Key Words: Aortic valve replacement; Bioprosthesis; Microsimulation; Follow-up

Thus the emphasis so many of us place on not waiting too awfully long to get things done!! That's where I would like to see some change....in a cardiologist's acceptance of the inevitable and in encouraging patients not to wait too long. Of course, a tissue valve that would last longer than 15 years would be nice, too!!

Thanks for that, Ken ..... and yes..... where is BobH?

Marguerite
 
We could wrangle through all the nomenclature, things not considered, and possible prejudicing influences...

But RCB said it in two words: no difference.

Best wishes,
 
howver

howver

It is noteworthy to realise that for older patients the valve survival time is often much longer than 10 years - both Medtronic's older Hancock valve and the C/E Perimount were known to have over 80% freedom (or something near) from explant at 15+ years for patients over 50. the older the patient, the lower the structural deterioration.

See the graphs in this post here - http://www.valvereplacement.com/forums/showthread.php?t=15720. The top graph shows that 10 years, 90% were free from explant, and the bottom (for 40 year old patients) illustrates that 80% of them were free of strutural valve deterioration at 10 years.

As far as I know, the freestyle has not been around more than 10 years, so any comparitive study of its deterioration will still be in the region where very little deterioration has taken place.

This seems to say to me that what'll finish these older patients off is not the valve expiring, rather the damage and ageing of their hearts from before the suurgery (and indeed the surgery itself). Or
perhaps other age related factors? Indeed, it almost suggests that even the hypothetical "perfect valve" wouldn't help that much, perhaps they need stem cell treatment on their heart or something. Whatever - it seems that for them at least the important thing is to get an operation so that their heart can start to heal or at least limit the damage from a faulty valve.

For a younger patient - well, I'm not going to go so far as to say "wait for a better valve" if you need an operation because the damage this can do is obvious.

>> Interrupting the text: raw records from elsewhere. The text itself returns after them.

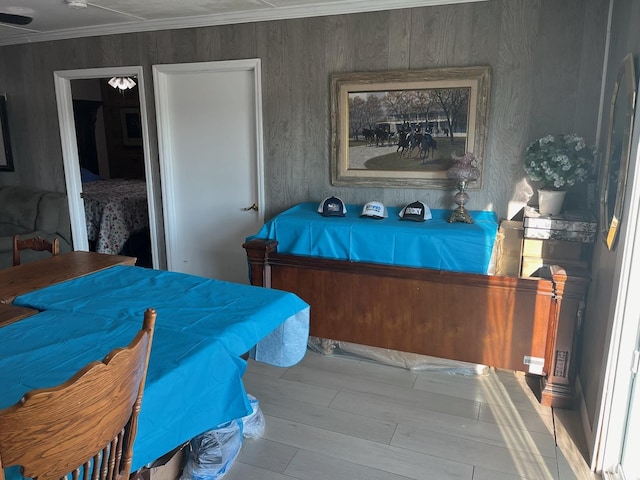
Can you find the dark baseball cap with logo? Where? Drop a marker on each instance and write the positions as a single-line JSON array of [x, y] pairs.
[[416, 211], [332, 207]]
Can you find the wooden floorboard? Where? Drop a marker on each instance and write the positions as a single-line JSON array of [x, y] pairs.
[[333, 416]]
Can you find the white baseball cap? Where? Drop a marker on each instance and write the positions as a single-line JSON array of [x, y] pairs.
[[374, 210]]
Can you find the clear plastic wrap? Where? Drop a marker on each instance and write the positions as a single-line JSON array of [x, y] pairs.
[[410, 361], [253, 424], [213, 452]]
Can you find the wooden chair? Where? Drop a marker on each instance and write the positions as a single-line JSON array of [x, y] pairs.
[[35, 243], [85, 426]]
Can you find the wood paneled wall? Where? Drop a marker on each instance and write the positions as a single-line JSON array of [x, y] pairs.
[[546, 60]]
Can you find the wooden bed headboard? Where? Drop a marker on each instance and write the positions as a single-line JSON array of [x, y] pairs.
[[516, 323]]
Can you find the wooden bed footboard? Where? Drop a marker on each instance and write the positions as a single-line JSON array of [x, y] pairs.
[[503, 322]]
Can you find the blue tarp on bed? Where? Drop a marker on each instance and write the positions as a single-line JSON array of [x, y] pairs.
[[435, 243]]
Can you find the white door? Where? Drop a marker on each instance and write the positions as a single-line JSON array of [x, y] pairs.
[[210, 135], [630, 459]]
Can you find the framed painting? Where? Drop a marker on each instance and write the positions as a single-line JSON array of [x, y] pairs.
[[131, 126], [6, 156], [402, 128]]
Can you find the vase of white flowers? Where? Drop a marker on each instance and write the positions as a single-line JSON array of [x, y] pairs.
[[557, 162]]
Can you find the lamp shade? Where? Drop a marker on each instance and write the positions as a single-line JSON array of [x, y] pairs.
[[122, 83], [464, 170]]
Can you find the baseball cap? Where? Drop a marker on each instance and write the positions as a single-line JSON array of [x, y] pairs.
[[416, 211], [374, 210], [332, 207]]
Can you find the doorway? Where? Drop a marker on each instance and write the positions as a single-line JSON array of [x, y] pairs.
[[83, 225], [210, 143]]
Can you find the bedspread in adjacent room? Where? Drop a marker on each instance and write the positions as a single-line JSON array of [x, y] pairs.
[[435, 243], [114, 210], [194, 380]]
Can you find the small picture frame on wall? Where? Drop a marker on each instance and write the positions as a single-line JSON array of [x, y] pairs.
[[131, 126], [6, 156]]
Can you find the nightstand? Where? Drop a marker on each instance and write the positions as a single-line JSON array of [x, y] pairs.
[[561, 245], [564, 240]]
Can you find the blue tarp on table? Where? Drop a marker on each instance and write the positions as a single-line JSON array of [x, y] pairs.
[[194, 380]]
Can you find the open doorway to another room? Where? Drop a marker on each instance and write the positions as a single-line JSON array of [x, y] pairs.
[[108, 131]]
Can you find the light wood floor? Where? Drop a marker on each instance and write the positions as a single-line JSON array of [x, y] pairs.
[[333, 417]]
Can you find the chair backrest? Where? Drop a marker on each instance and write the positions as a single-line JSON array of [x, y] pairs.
[[85, 426], [34, 243]]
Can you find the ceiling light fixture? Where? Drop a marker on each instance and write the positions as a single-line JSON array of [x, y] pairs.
[[122, 83], [77, 3]]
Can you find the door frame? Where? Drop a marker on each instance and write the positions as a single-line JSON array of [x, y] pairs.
[[618, 379], [62, 82], [161, 72]]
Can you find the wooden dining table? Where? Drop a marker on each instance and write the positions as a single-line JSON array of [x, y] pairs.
[[86, 304], [31, 276]]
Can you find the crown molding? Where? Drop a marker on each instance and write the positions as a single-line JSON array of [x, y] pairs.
[[267, 14]]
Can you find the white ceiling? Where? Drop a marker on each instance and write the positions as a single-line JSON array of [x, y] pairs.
[[54, 19]]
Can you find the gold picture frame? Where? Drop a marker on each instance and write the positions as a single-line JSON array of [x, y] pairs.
[[401, 128], [615, 165], [131, 126]]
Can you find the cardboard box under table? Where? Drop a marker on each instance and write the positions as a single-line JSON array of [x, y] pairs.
[[194, 379]]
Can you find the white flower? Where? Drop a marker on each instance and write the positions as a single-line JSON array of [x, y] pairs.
[[559, 160]]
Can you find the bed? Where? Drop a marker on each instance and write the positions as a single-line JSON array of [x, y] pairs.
[[523, 324], [115, 209]]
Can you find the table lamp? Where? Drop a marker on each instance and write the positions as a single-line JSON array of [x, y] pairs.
[[462, 172]]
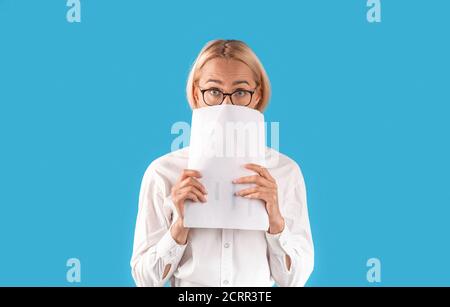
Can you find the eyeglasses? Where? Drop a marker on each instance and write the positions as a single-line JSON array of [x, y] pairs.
[[214, 96]]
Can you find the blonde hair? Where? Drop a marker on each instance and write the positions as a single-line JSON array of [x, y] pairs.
[[230, 49]]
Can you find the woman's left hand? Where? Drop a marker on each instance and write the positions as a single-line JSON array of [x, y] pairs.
[[266, 189]]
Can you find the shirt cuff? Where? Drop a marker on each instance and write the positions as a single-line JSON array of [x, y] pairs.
[[168, 249], [279, 244]]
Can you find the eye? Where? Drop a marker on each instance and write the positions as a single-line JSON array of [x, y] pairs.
[[240, 93], [214, 92]]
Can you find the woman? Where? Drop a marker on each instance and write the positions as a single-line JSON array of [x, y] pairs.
[[225, 71]]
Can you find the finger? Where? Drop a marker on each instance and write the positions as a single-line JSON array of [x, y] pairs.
[[255, 179], [257, 195], [191, 196], [191, 189], [194, 182], [190, 173], [248, 191], [262, 171]]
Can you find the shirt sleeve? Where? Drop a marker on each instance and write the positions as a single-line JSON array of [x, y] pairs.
[[295, 240], [154, 248]]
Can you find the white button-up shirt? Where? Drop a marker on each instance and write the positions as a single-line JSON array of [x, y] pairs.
[[220, 257]]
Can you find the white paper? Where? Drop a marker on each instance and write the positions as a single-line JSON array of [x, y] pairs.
[[223, 139]]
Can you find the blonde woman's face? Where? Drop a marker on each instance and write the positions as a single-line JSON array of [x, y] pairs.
[[226, 76]]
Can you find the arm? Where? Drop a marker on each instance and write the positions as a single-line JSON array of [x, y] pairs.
[[156, 253], [291, 252]]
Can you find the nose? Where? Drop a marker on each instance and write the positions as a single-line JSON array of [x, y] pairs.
[[227, 100]]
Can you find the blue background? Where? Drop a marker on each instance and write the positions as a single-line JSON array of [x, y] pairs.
[[363, 108]]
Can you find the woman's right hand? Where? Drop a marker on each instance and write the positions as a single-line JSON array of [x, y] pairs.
[[187, 187]]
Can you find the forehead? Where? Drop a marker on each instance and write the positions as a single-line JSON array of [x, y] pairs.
[[226, 70]]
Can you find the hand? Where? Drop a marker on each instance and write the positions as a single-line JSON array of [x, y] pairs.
[[187, 187], [266, 189]]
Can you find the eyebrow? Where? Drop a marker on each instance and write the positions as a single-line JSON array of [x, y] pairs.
[[214, 80], [234, 82], [240, 82]]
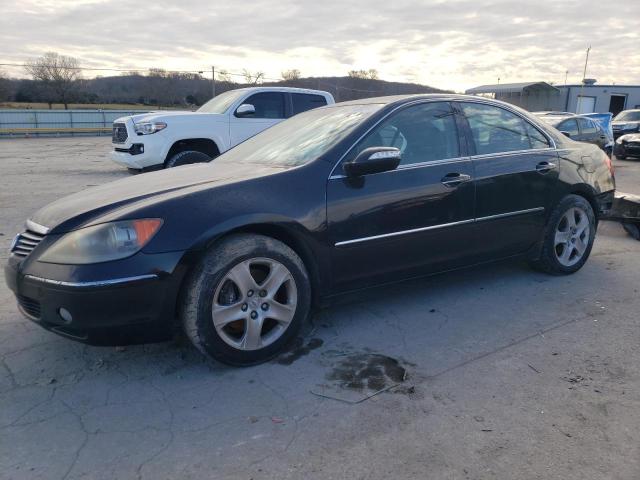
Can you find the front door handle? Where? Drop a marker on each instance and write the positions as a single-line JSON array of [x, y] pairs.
[[454, 179], [545, 167]]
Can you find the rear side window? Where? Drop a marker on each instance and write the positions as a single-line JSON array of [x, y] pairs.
[[588, 127], [496, 130], [267, 104], [570, 126], [306, 101]]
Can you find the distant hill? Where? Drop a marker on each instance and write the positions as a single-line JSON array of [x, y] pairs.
[[164, 89]]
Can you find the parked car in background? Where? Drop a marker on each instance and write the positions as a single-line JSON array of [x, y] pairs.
[[627, 121], [580, 129], [362, 193], [169, 139], [627, 146]]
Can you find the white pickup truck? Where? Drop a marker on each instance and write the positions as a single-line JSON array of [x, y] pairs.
[[168, 139]]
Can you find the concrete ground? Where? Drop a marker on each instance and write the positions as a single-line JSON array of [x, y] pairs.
[[501, 373]]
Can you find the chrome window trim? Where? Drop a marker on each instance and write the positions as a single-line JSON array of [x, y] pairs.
[[97, 283], [436, 227], [512, 152], [36, 227], [410, 166]]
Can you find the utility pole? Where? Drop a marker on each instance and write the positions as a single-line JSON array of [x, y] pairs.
[[213, 81], [584, 76]]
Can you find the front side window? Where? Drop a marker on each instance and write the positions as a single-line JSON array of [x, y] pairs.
[[495, 130], [306, 101], [570, 126], [423, 133], [587, 126], [267, 104]]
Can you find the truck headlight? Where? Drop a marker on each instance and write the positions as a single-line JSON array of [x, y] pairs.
[[147, 128], [102, 243]]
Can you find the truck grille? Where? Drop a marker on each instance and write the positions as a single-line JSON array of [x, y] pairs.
[[119, 134], [26, 242], [30, 306]]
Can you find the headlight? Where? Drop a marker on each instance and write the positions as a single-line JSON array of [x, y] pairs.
[[147, 128], [102, 243]]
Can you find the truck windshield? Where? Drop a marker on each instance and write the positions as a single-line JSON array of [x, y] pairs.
[[300, 139], [222, 102]]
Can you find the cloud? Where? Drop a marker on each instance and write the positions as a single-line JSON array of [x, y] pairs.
[[449, 44]]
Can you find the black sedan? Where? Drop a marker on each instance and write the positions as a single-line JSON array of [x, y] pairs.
[[627, 146], [237, 252]]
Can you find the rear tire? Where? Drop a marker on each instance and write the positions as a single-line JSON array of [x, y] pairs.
[[246, 300], [568, 237], [187, 158]]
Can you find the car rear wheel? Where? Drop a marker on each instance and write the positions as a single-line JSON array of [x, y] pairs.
[[187, 157], [568, 237], [246, 300]]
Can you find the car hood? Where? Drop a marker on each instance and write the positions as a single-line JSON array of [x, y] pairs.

However, what I do think is that if you are going for tissue you should try and get the most durable one possible, because you are far more likely to live into the region where a high percentage of valves are being explanted. In other words, you don't have this 50% mortality rate to fear, you are likely to outlive the valve.

So Bob H, that 10 favourable 10 year follow up on the Mosaic should be of some cheer to you - I understand you're in fairly good health?

More cheerful certainly than to an unfortunate whose heart tissue is failing them, even though their valve is working fine.